According to the American Cancer Society, prostate cancer will account for an estimated 180,890 new cases and 26,120 deaths in 2016, continuing to be the most commonly diagnosed cancer and second-leading cause of cancer death in men in the United States. This research application provides rationale toward the design and development of new diagnostic agents based upon two well-validated biomarkers for early and late-stage detection of prostate cancer and is central to the research mission of the United States Department of Veterans' Affairs of seeking fundamental knowledge to enhance health, lengthen life, and reduce illness and disability of American veterans. The primary objective of this research application is to develop a metabolically stable, bivalent (dual receptor targeting), gastrin releasing peptide receptor/prostate-specific membrane antigen (GRPR/PSMA) targeting radioligand for Single Photon Emission Computed Tomography (SPECT) imaging of GRPR- and PSMA- positive prostate tumors. The GRPR and PSMA are well-validated prostate cancer biomarkers that are expressed in very high numbers on the surfaces of most prostate cancers. Because prostate cancer cells seem to differentially express specific receptors depending upon factors that may include chronicity and metastatic nature, it logically follows that a compound capable of targeting more than one biomarker would have the potential of binding to both early and chronic/metastatic stages of prostate cancer, enabling a more prompt and accurate diagnostic profile for both stages of disease. This application contains four discrete and well-delineated specific objectives: 1. Synthesis, purification, and characterization of new bivalent GRPR/PSMA-targeting radioligands. 2. To validate the cell targeting capacity of the GRPR/PSMA-targeting probes in vitro in GRPR/PSMA- expressing cells. 3. To evaluate the pharmacokinetics, pharmacology, stability, and SPECT imaging potential of the targeting probes in GRPR/PSMA-expressing prostate tumors in mice. 4. Quantitative pharmacokinetic tumor modeling and single dose acute toxicity study of the most viable molecular imaging candidate.

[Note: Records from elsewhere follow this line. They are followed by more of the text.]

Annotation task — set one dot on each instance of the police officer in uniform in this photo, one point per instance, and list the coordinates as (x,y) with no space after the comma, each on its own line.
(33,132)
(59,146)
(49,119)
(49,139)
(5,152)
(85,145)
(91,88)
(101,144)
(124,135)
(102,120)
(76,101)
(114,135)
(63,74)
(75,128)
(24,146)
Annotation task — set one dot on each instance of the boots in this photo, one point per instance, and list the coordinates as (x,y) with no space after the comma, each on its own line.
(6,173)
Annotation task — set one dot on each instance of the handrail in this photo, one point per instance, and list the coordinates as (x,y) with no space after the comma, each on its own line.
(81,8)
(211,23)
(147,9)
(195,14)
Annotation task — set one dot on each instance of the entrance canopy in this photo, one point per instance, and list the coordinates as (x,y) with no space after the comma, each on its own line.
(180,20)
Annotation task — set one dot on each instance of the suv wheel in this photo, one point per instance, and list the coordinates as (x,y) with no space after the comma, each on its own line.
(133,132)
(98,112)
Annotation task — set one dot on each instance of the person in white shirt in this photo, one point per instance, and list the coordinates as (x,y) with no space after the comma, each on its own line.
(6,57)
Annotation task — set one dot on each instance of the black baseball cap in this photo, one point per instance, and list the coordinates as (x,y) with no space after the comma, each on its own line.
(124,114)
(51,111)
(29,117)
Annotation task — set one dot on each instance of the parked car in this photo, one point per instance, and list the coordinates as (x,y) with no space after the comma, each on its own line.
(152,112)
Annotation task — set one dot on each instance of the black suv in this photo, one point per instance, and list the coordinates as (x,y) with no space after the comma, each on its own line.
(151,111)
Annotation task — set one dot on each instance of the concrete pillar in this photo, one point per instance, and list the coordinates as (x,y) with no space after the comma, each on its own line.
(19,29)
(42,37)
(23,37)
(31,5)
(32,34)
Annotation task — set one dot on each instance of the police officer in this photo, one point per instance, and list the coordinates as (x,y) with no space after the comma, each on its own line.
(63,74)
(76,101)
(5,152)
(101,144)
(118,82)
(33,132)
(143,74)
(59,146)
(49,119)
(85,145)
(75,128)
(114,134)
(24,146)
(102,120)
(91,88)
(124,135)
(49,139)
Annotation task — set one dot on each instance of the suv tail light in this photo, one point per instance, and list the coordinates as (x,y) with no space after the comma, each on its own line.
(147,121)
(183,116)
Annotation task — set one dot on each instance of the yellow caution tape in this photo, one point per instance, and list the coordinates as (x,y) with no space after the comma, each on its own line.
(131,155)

据美国癌​​症协会估计，前列腺癌将导致 180,890 例新病例 2016 年有 26,120 人死亡，仍然是最常见的癌症和第二大原因 美国男性癌症死亡人数。这项研究应用为设计提供了理论依据 基于两种经过充分验证的早期和晚期生物标志物开发新的诊断剂 前列腺癌的检测，是美国卫生部研究任务的核心 退伍军人事务部致力于寻求基础知识，以增强健康、延长寿命、减少疾病和 美国退伍军人的残疾。 本研究应用的主要目标是开发一种代谢稳定的二价（双受体） 靶向）、胃泌素释放肽受体/前列腺特异性膜抗原（GRPR/PSMA）靶向 用于 GRPR- 和 PSMA- 的单光子发射计算机断层扫描 (SPECT) 成像的放射性配体 前列腺肿瘤呈阳性。 GRPR 和 PSMA 是经过充分验证的前列腺癌生物标志物 在大多数前列腺癌的表面上以非常高的数量表达。因为前列腺癌细胞 似乎根据可能包括慢性和 转移性质，从逻辑上讲，能够靶向多个生物标志物的化合物将 有可能与前列腺癌的早期和慢性/转移阶段结合，从而使更多 对疾病的两个阶段进行及时、准确的诊断。 该应用程序包含四个离散且明确的具体目标： 1. 新型二价 GRPR/PSMA 靶向放射性配体的合成、纯化和表征。 2. 体外验证 GRPR/PSMA 靶向探针的细胞靶向能力 表达细胞。 3. 评估靶向药物的药代动力学、药理学、稳定性和 SPECT 成像潜力 小鼠体内表达 GRPR/PSMA 的前列腺肿瘤的探针。 4. 最可行的定量药代动力学肿瘤模型和单剂量急性毒性研究 分子成像候选人。